In his Essay on Human Understanding, Locke is proposing that our language allows for too many interpretations and readings that even our words themselves are susceptible for mistaken signification. He argues that because oftentimes our words have no set signification, every idea we seek to convey is limited by our inefficiency of language.
The leading concept I take away from this theory is the fallacy of man. Locke spends entire chapters describing the flaws to men's words and our inability to even convey ideas to one another.
Is our interpretation always our own then? By that I mean, when I interpret and digest the words of others, am I fully understanding them, or is my mind missing the essence of what is being said?
My personal beliefs would argue that despite what Locke has to say about the deeply rooted concern of misinterpretation, one can absolutely form a coherent and complex thought that others are fully capable of understanding. Although Locke points out how the framework of our language has no set standards, the usage and power of words changes in every concept, and is undergoing constant evolution as time progresses.
Nowadays we have words that literally mean nothing, as well as words that serve as an headliner for an entire conglomerate of ideas.

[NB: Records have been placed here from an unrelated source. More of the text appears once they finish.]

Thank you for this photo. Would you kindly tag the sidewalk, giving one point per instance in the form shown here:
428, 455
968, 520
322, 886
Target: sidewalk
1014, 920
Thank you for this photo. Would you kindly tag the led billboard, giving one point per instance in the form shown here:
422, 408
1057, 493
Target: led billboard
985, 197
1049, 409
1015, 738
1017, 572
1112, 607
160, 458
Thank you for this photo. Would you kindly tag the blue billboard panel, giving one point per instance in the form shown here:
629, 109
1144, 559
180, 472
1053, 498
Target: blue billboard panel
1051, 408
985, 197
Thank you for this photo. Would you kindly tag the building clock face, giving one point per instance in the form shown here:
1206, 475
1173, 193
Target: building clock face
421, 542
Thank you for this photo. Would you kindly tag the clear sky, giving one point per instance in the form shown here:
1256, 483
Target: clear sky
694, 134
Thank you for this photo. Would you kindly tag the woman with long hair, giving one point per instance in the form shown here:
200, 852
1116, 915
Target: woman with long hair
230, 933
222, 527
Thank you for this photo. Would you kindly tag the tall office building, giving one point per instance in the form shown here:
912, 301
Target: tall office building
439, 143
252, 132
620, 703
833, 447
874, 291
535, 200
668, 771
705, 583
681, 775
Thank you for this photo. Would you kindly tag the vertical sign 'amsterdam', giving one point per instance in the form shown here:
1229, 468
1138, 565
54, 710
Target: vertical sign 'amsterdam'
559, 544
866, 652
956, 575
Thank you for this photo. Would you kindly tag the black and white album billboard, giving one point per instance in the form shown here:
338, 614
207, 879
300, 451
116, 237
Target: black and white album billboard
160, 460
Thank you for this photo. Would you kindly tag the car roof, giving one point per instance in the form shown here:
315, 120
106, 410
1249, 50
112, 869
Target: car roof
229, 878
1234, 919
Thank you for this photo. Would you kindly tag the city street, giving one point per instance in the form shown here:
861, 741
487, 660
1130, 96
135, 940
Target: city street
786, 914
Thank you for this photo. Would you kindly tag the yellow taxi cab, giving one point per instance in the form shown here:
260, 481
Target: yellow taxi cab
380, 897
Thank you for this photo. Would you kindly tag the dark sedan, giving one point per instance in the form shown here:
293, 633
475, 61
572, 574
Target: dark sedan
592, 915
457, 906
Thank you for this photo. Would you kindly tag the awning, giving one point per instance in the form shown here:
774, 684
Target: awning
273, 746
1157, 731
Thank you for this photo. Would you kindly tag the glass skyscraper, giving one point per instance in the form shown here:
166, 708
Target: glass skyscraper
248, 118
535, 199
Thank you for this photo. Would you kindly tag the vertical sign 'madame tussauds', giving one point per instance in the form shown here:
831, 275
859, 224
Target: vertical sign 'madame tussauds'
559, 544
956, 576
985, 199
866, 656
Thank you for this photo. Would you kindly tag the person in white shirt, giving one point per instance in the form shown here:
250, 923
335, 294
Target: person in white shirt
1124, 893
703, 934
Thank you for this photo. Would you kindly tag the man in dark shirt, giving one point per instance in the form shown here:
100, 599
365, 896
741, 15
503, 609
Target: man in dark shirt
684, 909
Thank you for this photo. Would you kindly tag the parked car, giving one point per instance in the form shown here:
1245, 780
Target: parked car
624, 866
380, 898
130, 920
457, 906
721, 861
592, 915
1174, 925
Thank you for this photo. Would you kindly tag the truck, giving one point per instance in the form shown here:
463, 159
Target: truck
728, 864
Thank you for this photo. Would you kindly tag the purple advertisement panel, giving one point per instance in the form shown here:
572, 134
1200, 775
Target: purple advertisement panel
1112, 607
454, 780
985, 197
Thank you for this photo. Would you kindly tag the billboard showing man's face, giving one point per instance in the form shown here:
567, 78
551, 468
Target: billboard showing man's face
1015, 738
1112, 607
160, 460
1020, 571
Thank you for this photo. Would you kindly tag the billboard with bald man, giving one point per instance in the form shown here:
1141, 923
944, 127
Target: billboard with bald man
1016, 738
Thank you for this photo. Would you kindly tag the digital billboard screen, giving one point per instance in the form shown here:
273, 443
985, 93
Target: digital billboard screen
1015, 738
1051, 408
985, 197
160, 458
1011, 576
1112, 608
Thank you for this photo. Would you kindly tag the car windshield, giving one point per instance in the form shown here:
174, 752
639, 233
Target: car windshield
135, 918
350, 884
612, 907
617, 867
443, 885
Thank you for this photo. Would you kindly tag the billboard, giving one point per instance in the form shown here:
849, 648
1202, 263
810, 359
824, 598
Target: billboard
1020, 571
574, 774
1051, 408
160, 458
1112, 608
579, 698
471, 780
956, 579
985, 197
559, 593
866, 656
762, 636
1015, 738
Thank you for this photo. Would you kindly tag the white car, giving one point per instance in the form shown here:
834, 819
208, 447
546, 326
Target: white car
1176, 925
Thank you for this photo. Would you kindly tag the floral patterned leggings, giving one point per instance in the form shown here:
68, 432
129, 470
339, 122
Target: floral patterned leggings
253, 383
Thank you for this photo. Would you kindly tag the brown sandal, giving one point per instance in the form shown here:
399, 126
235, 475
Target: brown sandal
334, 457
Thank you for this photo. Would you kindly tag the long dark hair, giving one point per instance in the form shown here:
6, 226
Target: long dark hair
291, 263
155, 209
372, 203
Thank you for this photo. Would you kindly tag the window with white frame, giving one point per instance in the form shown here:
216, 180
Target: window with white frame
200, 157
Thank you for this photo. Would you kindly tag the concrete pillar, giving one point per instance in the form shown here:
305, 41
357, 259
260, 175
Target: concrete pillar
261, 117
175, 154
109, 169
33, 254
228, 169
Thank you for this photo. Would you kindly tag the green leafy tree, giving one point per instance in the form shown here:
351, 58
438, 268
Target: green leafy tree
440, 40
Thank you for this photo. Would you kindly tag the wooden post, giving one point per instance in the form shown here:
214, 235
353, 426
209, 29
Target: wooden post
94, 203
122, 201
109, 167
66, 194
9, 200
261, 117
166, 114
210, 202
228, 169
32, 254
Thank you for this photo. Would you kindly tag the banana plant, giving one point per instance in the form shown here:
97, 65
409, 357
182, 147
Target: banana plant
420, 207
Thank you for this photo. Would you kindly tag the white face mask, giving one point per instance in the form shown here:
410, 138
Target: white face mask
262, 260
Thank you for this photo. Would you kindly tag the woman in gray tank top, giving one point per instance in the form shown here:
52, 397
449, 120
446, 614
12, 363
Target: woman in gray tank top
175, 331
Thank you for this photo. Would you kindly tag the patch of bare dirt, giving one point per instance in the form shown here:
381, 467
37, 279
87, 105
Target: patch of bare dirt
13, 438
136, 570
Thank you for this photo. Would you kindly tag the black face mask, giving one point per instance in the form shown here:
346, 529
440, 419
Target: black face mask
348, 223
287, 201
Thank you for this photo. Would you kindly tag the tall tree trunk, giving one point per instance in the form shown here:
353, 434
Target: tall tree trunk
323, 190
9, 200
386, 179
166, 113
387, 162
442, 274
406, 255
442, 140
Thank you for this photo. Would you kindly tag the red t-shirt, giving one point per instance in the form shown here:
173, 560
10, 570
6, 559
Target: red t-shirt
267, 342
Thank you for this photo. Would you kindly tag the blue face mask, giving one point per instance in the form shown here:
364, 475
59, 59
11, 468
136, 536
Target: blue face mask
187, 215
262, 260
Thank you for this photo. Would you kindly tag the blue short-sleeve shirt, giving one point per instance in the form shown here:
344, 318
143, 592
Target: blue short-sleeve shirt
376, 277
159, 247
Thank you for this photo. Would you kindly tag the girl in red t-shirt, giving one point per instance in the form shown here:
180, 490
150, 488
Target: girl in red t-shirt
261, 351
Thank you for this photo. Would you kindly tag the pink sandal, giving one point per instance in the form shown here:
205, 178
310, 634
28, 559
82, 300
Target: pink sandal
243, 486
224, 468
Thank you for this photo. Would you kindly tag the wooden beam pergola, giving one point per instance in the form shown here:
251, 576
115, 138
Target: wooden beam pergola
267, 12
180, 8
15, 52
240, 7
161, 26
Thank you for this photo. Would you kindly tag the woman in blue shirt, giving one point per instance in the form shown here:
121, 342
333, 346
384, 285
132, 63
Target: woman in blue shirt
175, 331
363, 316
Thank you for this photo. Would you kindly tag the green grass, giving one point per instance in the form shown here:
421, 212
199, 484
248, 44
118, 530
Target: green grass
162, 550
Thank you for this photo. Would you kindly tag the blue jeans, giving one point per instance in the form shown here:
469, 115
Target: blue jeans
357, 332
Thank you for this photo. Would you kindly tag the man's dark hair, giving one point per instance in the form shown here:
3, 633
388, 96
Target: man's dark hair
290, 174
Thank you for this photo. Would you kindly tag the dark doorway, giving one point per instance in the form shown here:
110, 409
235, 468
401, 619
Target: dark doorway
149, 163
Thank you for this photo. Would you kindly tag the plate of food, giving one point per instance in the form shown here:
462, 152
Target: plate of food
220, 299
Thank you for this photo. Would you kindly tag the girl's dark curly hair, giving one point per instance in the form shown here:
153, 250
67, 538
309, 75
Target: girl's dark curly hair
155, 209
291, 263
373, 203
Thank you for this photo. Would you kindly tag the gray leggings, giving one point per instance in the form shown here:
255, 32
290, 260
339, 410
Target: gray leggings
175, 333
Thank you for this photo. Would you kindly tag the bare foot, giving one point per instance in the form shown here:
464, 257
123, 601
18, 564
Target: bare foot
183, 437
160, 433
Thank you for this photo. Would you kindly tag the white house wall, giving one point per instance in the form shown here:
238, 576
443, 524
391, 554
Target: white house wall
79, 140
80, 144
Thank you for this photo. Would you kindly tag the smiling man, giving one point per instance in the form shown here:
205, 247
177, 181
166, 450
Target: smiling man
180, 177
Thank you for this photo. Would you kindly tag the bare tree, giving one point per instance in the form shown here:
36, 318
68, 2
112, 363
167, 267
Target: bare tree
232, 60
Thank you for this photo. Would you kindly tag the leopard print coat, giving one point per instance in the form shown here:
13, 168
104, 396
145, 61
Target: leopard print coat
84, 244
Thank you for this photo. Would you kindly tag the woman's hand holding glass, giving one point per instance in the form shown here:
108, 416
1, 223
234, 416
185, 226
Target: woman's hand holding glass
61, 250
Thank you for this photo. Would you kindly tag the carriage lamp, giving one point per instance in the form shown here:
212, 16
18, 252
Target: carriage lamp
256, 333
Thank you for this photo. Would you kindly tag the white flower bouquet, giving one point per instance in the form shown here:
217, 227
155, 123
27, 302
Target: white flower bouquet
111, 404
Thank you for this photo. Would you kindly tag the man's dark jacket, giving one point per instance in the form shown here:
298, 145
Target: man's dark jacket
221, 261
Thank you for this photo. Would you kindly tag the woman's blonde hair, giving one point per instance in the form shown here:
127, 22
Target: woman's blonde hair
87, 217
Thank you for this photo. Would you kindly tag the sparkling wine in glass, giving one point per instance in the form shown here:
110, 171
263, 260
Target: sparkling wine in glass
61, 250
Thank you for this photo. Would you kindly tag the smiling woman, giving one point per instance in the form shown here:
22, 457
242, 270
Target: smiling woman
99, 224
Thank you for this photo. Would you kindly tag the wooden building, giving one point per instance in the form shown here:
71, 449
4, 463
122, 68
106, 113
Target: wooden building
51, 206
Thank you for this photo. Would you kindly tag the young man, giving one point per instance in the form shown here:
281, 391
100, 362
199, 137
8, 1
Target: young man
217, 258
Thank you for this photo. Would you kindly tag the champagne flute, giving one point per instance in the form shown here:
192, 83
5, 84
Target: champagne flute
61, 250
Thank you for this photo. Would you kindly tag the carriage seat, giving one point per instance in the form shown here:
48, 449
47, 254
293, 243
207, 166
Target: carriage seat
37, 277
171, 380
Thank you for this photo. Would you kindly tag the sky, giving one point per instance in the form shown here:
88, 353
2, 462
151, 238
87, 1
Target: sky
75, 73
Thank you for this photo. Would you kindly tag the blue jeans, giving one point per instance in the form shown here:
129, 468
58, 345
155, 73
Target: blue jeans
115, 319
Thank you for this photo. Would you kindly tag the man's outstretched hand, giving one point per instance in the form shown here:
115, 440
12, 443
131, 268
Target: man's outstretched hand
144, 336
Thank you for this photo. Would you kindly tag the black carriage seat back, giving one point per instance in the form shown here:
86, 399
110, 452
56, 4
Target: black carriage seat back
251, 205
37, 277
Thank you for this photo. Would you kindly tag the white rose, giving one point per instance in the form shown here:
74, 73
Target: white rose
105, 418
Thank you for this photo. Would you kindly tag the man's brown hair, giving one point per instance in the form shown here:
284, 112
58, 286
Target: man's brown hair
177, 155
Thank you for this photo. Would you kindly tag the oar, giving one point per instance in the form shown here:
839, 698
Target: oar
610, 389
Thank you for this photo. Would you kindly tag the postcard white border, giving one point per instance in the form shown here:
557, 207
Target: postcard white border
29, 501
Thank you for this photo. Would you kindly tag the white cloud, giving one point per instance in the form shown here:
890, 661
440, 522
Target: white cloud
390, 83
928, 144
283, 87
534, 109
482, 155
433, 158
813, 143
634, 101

In chapter 10, on the Abuse of Words, Locke states that in forming complex ideas, "this man is hindered in his discourse, for want of words to communicate his complex ideas, which he is therefore forced to make known by an enumeration of the simple ones that compose them; and so is fain often to use twenty words, to express what another man signifies in one" (826).
But couldn't Locke simply have said, "our language is wordy and inefficient"? Instead he demonstrates the exact fallacy upon which he writes, using an entire paragraph to outline one specific instance of word complexity.
The introduction to Locke's excerpt writes, "Locke believes that there is a real external world and that knowledge of it is possible, but only if we understand the processes by which we come to such knowledge" (814). It's possible that in his time, Locke feared what a philosopher must fear most, the loss of knowledge. His entire section on the complexity of words is an attempt to show how directly misinterpretation falls upon controversy and even human conflict.
My consolation to the issue he lays before us, is that as a class of students born in the 20th century, we are able to read, contemplate, and actively consider many different interpretations of this 17th century text. Not only are we exploring ideas much older than we are, but we're also discussing them and finding ways to relate through our own experiences. These words were written more than 300 years ago, yet we are educating ourselves with them.
That, if anything, is the power of words.